[PD-dev] threads

Thu Apr 11 23:21:26 CEST 2024

> Yeah, that's just the way that Windows rolls for any program that has 
> a message loop. 
Where did you get that information? A message loop does not create 
threads, it's the other way round: you create a message loop on existing 
threads, e.g. by creating a window (typically on the main thread).

Not to mention that Pd does not contain any windows event loops (except 
for some externals).

> z_ringbuffer appears to be deployed in pretty much only one context 
> which appears to be pretty much isolated to always being in the same 
> thread. 
What do you mean by "in the same thread"? The ringbuffer is used for 
queuing outgoing messages; the message is sent on the audio thread and 
receeived on some other thread (e.g. the UI thread).

Just to be clear: both the portaudio and libpd ringbuffer are 
single-producer-single-consumer, i.e. there must only be a single writer 
thread and a single reader thread at a time.

> As I said above, I am pretty sure that z_ringbuffer's use of atomics 
> is actually incorrect.
It's only "wrong" in the sense that it uses more complex atomics and 
stronger memory order than required, but it does not make the code 
incorrect.

To be more specific: the libpd ringbuffer uses atomic read-modify-write 
operations (with dummy arguments) instead of atomic loads and stores. 
Again, these are hacks from pre-C11 times. Unfortunately, the C11 
version follows this pattern instead of using the more appropriate 
atomic_load[_explicit] and atomic_store_[explicit] functions. Also, it 
implicitly uses the default memory ordering (memory_order_seq_cst) for 
all atomic operations, which is much stronger than what we actually need.

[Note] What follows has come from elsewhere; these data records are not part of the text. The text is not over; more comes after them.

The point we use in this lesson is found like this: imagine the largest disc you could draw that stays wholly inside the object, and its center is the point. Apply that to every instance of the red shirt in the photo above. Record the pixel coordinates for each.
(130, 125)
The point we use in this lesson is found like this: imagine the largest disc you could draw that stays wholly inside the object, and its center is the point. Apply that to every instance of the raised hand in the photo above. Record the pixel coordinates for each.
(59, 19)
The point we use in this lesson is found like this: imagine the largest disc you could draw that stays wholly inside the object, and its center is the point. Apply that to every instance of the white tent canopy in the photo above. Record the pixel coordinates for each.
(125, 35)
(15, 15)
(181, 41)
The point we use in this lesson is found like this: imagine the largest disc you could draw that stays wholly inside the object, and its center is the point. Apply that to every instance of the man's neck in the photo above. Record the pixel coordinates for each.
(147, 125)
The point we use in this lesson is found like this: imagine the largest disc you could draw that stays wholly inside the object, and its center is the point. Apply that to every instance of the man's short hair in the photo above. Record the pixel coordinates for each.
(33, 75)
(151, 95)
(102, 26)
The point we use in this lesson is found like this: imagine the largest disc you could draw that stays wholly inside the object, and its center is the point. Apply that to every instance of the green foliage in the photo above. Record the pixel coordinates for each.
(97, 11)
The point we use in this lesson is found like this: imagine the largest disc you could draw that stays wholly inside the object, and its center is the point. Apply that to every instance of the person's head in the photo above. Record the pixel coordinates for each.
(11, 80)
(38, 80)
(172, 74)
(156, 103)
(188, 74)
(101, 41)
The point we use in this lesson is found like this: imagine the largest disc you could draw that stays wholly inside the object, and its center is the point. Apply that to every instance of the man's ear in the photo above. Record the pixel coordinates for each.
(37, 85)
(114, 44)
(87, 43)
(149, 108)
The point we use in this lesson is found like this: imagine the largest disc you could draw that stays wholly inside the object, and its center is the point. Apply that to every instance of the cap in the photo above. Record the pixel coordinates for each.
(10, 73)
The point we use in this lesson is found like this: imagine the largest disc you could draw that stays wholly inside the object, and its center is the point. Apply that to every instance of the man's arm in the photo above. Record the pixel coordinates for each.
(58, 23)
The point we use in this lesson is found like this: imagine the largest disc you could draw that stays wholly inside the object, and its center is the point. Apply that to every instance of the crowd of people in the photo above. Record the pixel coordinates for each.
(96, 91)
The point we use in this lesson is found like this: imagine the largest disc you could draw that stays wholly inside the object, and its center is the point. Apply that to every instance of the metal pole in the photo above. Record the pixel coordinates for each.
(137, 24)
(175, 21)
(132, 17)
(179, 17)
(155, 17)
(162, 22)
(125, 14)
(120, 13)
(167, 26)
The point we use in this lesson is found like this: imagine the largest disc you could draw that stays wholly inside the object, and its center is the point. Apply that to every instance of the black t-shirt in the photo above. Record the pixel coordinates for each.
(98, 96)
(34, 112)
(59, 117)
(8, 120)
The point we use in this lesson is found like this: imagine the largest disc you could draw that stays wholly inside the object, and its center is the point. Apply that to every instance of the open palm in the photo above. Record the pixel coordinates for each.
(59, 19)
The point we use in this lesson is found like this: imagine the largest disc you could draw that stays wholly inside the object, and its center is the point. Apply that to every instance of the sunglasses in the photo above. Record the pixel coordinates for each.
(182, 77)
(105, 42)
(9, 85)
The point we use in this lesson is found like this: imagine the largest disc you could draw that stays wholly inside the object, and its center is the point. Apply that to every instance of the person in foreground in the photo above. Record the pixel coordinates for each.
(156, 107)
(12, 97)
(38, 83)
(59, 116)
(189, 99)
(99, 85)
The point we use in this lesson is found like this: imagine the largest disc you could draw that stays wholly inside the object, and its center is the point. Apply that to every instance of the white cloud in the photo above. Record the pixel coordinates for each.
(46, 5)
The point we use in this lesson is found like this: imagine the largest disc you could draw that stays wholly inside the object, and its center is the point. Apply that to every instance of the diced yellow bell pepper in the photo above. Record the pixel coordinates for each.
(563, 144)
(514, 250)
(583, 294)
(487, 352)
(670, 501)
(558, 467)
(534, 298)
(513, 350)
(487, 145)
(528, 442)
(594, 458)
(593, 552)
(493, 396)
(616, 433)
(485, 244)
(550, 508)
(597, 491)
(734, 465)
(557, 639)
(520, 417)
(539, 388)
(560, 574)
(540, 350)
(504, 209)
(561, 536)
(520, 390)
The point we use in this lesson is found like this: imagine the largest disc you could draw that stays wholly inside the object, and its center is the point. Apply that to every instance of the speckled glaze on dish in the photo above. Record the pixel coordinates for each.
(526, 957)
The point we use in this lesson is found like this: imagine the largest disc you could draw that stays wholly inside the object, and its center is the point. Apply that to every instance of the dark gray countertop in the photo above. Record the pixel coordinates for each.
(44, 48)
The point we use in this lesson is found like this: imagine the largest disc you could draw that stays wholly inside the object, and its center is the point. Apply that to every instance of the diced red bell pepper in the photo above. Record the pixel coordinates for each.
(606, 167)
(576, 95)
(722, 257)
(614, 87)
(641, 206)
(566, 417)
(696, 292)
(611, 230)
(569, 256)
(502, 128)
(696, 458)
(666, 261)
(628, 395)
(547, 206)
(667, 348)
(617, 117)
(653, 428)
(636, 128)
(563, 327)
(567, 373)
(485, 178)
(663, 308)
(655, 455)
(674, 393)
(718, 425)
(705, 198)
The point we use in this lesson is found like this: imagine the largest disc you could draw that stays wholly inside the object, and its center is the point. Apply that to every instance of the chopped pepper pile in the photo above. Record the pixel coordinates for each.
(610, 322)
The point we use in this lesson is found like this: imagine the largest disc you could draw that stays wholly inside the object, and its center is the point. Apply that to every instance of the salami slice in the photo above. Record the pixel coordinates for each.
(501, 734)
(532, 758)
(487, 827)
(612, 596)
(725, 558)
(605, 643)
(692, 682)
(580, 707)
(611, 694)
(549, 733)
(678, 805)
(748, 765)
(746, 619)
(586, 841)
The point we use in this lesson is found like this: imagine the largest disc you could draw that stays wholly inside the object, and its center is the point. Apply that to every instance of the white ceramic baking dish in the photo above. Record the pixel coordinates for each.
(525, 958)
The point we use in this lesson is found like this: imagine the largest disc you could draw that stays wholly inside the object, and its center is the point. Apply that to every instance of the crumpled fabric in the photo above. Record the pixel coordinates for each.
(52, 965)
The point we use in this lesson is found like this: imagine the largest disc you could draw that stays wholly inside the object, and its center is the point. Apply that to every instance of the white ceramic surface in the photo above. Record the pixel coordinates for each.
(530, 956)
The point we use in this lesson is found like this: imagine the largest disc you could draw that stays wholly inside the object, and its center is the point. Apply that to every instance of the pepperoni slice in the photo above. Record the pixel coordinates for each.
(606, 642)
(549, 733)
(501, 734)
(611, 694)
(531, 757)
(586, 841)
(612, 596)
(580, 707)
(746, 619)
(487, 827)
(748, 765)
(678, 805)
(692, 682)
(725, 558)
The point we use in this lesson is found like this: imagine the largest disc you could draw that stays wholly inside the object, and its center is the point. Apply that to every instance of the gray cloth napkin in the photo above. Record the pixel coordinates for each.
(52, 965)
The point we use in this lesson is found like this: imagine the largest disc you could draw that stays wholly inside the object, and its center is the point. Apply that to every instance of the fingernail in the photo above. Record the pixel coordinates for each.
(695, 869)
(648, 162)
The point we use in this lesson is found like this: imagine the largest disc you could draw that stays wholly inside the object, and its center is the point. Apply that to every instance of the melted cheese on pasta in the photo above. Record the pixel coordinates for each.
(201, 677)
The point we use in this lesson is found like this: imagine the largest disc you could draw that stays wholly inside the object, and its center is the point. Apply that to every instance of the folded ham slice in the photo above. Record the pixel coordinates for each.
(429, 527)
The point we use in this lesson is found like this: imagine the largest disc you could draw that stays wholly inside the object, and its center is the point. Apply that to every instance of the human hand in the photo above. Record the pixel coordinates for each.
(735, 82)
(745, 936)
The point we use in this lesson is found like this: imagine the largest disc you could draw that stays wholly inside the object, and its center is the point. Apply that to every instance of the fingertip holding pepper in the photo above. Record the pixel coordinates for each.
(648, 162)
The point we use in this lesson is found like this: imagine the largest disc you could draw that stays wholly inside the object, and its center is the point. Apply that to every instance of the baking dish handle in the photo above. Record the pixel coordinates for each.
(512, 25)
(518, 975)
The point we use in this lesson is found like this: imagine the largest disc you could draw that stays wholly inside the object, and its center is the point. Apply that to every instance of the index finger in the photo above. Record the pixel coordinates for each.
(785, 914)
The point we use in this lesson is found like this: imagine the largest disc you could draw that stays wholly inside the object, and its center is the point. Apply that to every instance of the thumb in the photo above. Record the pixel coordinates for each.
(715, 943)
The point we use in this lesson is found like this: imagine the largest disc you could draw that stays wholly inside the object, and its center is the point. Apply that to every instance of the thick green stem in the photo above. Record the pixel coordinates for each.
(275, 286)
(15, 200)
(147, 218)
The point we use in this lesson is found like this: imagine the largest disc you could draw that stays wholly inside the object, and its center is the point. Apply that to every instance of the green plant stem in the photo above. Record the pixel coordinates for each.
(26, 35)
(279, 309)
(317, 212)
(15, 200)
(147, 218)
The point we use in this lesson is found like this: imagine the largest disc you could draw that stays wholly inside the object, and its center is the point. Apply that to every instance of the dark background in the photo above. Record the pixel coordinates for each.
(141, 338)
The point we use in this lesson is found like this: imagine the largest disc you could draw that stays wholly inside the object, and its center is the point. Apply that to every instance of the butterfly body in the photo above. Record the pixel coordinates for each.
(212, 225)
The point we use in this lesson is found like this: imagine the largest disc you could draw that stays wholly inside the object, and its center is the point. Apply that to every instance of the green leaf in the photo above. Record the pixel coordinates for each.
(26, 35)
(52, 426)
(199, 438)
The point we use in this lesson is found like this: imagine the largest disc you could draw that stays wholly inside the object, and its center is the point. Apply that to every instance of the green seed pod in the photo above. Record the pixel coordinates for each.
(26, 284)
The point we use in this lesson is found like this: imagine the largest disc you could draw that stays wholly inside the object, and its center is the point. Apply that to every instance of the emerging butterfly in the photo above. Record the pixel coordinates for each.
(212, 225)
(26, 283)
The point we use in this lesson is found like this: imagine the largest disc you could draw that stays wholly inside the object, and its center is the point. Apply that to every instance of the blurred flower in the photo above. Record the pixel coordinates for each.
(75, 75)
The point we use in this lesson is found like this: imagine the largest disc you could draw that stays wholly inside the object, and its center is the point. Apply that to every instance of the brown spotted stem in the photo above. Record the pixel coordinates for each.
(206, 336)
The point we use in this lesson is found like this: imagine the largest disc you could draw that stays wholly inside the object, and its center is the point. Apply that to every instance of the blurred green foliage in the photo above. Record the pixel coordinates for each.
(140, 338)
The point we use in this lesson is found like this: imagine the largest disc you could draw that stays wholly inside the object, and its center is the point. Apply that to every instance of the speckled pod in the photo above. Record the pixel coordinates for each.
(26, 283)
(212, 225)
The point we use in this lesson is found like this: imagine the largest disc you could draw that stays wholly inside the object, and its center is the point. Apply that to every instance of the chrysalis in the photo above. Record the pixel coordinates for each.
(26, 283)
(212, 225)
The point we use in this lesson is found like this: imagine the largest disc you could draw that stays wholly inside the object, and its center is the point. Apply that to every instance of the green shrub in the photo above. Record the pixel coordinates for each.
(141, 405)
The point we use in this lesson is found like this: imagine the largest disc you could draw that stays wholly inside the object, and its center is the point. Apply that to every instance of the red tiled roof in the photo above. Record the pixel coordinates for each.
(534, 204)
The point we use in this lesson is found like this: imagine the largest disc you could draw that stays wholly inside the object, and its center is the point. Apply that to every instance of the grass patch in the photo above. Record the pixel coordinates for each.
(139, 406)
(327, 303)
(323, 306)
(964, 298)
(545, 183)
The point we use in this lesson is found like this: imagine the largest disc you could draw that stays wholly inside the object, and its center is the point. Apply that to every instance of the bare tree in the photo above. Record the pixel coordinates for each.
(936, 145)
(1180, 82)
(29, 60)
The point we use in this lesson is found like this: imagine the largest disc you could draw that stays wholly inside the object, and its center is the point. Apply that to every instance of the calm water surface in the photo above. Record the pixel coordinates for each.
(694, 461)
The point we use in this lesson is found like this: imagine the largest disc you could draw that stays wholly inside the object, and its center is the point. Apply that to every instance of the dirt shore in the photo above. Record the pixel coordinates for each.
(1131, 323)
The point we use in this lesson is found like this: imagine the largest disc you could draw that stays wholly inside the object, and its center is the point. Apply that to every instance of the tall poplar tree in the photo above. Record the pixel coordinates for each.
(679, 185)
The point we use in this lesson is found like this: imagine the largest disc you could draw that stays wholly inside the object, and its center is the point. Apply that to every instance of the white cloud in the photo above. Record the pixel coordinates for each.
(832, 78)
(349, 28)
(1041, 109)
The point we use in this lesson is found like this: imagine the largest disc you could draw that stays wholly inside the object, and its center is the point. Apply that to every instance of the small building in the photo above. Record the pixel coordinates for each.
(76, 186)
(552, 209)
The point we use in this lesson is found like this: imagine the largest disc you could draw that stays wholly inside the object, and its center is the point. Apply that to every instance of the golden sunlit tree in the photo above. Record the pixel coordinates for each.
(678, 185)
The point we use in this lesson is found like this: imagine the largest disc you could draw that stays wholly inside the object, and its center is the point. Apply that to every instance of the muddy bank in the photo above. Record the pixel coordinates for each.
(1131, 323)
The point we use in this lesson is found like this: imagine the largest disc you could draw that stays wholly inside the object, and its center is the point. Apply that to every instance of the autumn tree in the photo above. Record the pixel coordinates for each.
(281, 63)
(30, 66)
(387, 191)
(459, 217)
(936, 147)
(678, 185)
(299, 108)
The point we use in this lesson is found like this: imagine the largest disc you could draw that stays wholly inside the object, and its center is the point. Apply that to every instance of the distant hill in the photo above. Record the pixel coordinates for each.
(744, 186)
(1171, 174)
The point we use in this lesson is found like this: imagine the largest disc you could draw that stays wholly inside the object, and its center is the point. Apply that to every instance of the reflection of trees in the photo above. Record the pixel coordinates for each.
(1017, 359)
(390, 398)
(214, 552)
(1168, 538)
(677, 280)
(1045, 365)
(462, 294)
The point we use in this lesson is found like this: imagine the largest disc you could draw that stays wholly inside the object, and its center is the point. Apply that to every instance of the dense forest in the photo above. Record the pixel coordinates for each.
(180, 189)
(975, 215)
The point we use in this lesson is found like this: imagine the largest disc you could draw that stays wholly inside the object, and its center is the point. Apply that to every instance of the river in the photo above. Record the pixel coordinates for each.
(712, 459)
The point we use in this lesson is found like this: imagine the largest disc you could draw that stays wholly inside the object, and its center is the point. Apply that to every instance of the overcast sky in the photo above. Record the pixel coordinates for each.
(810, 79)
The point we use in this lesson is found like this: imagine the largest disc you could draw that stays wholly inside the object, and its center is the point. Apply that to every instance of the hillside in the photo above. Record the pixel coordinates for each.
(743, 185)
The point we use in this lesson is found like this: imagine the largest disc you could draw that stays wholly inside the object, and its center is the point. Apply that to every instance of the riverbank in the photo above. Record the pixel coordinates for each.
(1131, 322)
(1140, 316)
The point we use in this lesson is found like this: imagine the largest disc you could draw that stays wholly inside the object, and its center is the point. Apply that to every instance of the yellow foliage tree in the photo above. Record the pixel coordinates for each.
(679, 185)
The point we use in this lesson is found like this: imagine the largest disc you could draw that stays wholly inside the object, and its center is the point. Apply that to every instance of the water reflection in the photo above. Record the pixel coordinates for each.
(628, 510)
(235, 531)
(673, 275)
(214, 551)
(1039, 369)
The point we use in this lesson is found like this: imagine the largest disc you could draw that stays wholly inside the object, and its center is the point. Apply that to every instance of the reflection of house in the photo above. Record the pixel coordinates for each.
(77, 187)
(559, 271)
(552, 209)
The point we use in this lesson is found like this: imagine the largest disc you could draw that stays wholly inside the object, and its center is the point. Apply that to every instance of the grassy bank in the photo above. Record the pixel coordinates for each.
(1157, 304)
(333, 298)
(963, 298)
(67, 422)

> I haven't yet taken the time to prove this as the z_ringbuffer call 
> sites are very limited, and it clearly works in context
SPSC ringbuffers are a solved problem and one of the most basic lockfree 
datastructures there is. If you understand how atomics work you can just 
look at the code and immediately tell if it's correct or not. There's 
not much to "prove". Here's how a lockfree SPSC ring buffer works, using 
the libpd ringbuffer API as an example:

1. rb_available_to_write: atomically load and compare both the read and 
write pointer. Actually, the loads can be relaxed (the proof is left as 
an excercise to the reader :), but it does not hurt to use 
memory_order_acquire (or higher).

2: rb_available_to_read: same as 1.

3. rb_write_to_buffer: load the write head and write the data, then 
increment it and store it back atomically with memory_order_release (or 
higher)

4. rb_read_from_buffer: first load the read head and read the data, then 
increment it and store it back atomically with memory_order_release (or 
higher)

Now where do you think the libpd ringbuffer implementation is incorrect 
in the sense that it would cause race conditions?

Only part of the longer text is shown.